Hybrid Parallel ILU Preconditioner in Linear Solver Library GaspiLS

Krylov subspace solvers such as GMRES and preconditioners such as incomplete LU (ILU) are the most commonly used methods to solve general-purpose, large-scale linear systems in simulations efficiently. Parallel Krylov subspace solvers and preconditioners with good scalability features are required to exploit the increasing parallelism provided by modern hardware fully. As such, they are crucial for productivity. They provide a high-level abstraction to the details of a complex hybrid parallel implementation which is easy to use for the domain expert. However, the ILU factorization and the subsequent triangular solve are sequential in their basic form. We use a multilevel nested dissection (MLND) ordering to resolve that issue and expose some parallelism. We investigate the parallel efficiency of a hybrid parallel ILU preconditioner that combines a restricted additive Schwarz (RAS) method on the process level with a shared memory parallel MLND Crout ILU method on the thread level. We employ the PGAS based programming model GASPI to efficiently implement the data exchange across processes.
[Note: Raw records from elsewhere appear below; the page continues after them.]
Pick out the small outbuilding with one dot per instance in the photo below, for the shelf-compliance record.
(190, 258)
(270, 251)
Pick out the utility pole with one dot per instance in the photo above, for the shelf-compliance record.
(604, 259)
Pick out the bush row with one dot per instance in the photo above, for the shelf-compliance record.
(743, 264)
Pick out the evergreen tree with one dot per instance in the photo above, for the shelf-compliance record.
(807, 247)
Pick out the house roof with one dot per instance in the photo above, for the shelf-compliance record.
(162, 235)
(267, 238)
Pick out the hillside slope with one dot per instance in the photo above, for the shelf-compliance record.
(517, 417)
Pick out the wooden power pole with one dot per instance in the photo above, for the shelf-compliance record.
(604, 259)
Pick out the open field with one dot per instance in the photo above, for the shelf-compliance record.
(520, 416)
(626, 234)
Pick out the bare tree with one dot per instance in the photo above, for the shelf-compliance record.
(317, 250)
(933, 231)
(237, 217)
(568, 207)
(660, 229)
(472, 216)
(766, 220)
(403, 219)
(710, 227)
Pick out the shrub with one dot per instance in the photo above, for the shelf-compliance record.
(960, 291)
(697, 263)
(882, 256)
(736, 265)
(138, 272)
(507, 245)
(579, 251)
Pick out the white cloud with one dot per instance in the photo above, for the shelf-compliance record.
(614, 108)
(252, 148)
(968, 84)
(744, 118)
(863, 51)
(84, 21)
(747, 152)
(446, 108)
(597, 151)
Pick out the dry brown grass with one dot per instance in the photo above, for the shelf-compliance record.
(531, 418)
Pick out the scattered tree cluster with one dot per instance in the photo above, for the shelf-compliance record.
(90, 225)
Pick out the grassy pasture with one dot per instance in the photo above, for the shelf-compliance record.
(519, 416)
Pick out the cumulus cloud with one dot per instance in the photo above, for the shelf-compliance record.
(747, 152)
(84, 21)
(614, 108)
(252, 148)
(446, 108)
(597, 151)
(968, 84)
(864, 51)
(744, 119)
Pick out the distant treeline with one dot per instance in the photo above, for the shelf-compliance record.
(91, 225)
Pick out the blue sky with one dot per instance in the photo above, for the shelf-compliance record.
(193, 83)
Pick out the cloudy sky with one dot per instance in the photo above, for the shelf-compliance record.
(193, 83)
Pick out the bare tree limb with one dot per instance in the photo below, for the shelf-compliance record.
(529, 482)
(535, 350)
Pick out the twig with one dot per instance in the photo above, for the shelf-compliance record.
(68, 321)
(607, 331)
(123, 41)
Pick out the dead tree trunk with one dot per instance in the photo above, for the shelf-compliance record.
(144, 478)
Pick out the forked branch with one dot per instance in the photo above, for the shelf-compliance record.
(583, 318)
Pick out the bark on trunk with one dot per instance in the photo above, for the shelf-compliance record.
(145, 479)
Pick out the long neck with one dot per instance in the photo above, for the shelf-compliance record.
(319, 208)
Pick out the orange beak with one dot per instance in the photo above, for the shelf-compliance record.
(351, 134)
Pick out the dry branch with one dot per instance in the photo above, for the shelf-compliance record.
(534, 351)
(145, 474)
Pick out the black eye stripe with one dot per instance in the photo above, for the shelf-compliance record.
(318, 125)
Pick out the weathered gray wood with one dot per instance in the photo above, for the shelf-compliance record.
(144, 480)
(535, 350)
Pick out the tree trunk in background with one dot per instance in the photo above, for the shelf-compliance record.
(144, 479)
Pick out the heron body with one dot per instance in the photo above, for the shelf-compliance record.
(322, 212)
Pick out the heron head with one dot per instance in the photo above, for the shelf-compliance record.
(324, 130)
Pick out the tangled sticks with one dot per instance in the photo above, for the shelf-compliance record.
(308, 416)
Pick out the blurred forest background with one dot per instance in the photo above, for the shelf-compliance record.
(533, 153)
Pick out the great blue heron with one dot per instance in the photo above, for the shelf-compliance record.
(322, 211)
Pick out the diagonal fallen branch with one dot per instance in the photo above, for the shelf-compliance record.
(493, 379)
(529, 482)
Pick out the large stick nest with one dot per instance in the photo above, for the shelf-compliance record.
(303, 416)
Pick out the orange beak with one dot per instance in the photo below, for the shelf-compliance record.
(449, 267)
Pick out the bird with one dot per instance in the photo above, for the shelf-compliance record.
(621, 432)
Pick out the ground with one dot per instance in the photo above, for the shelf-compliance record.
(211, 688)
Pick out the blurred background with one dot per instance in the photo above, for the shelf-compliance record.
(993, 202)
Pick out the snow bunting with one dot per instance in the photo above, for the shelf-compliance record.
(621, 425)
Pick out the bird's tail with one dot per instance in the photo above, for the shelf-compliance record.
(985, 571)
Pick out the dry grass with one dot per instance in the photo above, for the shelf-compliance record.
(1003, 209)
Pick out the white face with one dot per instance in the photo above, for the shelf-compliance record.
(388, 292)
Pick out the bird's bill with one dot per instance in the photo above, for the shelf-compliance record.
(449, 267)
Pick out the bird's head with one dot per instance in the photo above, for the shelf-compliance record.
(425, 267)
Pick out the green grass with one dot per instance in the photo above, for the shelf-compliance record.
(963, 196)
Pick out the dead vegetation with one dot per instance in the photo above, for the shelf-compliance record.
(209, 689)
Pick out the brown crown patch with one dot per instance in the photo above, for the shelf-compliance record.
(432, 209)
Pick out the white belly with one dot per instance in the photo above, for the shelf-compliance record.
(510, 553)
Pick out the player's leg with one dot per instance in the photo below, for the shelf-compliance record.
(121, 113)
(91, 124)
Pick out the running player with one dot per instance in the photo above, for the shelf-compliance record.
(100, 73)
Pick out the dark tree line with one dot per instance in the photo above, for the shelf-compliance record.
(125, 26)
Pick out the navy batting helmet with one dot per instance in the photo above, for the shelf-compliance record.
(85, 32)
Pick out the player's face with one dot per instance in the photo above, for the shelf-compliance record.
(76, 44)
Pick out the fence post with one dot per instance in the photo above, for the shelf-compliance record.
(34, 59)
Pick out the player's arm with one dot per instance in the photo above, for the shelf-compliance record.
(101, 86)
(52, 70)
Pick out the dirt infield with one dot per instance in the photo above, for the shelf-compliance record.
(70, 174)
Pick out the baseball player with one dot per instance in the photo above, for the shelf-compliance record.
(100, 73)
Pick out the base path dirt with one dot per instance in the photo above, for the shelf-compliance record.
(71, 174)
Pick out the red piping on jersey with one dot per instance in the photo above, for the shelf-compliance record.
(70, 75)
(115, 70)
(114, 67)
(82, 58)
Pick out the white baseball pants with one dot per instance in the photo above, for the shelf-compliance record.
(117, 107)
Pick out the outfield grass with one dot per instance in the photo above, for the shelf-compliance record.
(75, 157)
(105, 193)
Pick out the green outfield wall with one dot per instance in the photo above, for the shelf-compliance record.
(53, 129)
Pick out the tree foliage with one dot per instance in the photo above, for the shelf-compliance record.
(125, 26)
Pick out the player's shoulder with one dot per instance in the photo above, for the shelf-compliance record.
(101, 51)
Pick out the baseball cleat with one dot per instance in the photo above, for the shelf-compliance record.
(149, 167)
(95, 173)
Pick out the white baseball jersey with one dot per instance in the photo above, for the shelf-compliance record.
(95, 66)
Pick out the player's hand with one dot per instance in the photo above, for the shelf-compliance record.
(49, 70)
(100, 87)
We demonstrate the scalability of our approach for the convection-diffusion problem as a representative of a large class of engineering problems up to 64 sockets (1280 cores) and show comparable baseline performance against the linear solver library PETSc. The RAS preconditioned GMRES solver achieves about 80% parallel efficiency on 1280 cores. Our implementation provides a generic, algebraic, scalable, and efficient preconditioner that enables productivity for the domain expert in solving large-scale sparse linear systems.